What Could Possibly Go Wrong When Doctors Are Forced to Work 28-Hour Shifts? Part 2

Yesterday I blogged about how medical residents are being forced to work 24-28 hour shifts.  Today, let’s look at how the National Resident Matching Program (the Match) devised a system to create residents programs that enables hospitals to pay low salaries while demanding double or triple the hours and not have to pay overtime. Wow. Resident work hours and conditions are considered worse than the horror stories you hear about Chinese factory workers. Really?
 
I vividly remember Match Day at Stanford Medical School in 2013. 80+ med students gathered with their parents in a large auditorium in March.  The med students had interviewed all over the country to rank their top~10 hospitals where they hoped to do their residencies. The president of SMS handed out white envelopes to each medical student and asked them to wait until all of the students had received theirs.  Then, all of the students opened their envelopes at the same time (across the nation) to see where they were going to spend the next 3-7 years of their lives (depending on specialty). What happened next surprised me. Some screamed with excitement, others burst into tears, while others stood in shock.  I was appalled by this seemingly inhumane and unprofessional way for a medical student to select the best residency program. These students had previously chosen their colleges and chosen their medical schools.
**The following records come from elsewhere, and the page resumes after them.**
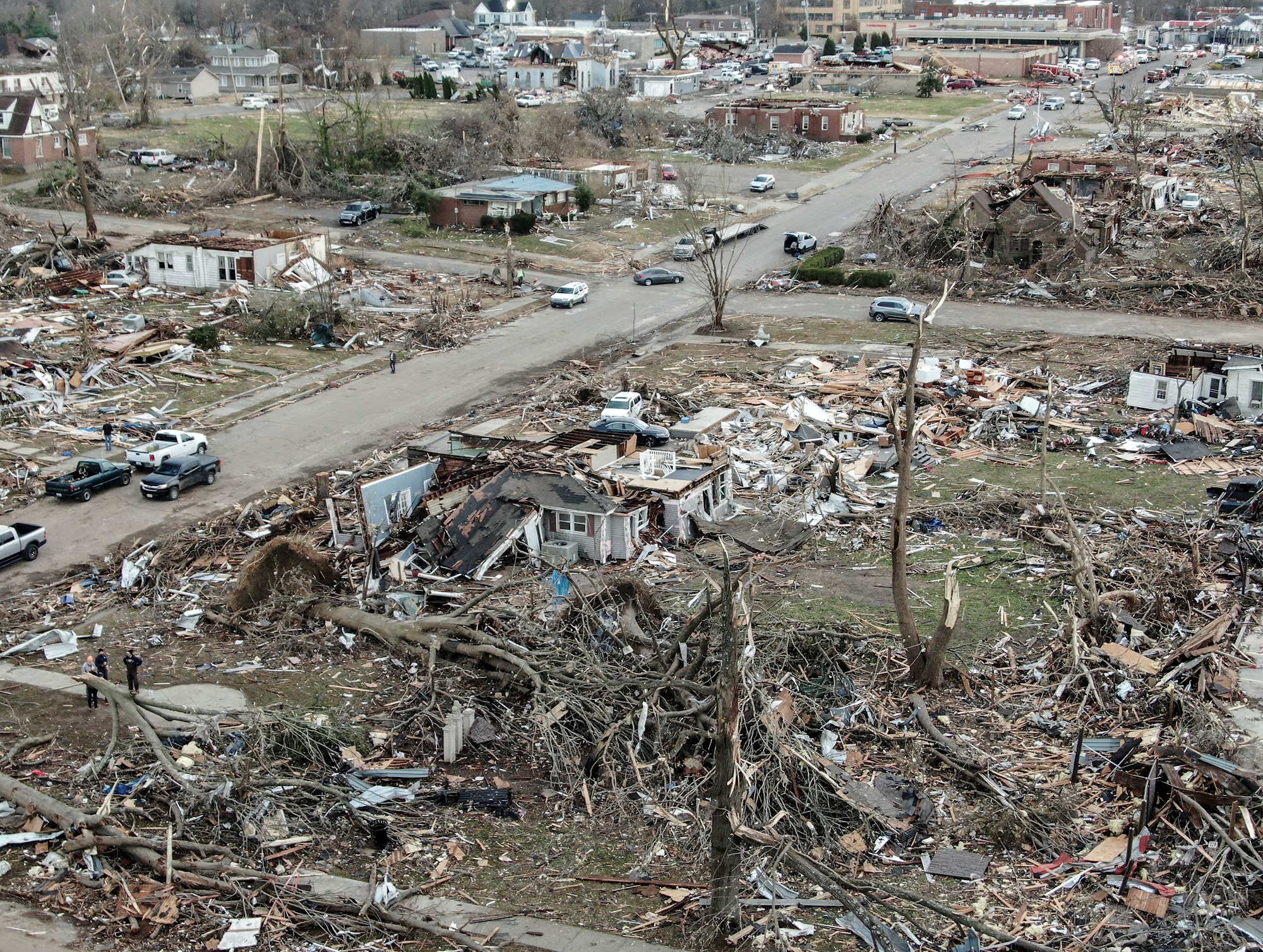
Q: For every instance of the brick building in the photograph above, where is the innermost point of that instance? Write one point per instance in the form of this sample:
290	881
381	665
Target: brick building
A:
819	122
1087	15
467	204
33	134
Every other profession gives more fluidity in making these important decisions.  So why does the Match have this arbitrary protocol that gives residents no say in where they’ll be doing their residency?
 
It’s always about the money.
 
The Match is a computerized processing system that assigns each medical student graduate to the hospital where they will do their residency.  The system is supposed to allow med students to rank the hospitals and the hospitals to rank the students to create this fair match based on who wants whom the most.  Although it might sound fair on the surface, it really isn’t.  Here’s why:
 
First, this decision is non-negotiable.  The students sign the contract before the Match to accept all employment conditions such as position, schedule, pay, and benefits – whatever is inside that envelope. 
 
Second, the hospitals collude in salary-setting across the nation.  They make some exceptions only for cost-of-living increases in different cities.  
 
Third, residents can’t change hospitals. This gives hospitals no incentive to offer fair wages or humane work schedules.
 
Fourth, residents are required to work 80+ hours per week and 24+ hour shifts. Hospitals use residents to do non-patient care (clerical work or transporting equipment and patients) to save money on more expensive employee wages. 
 
The consequences are dangerous – for everyone.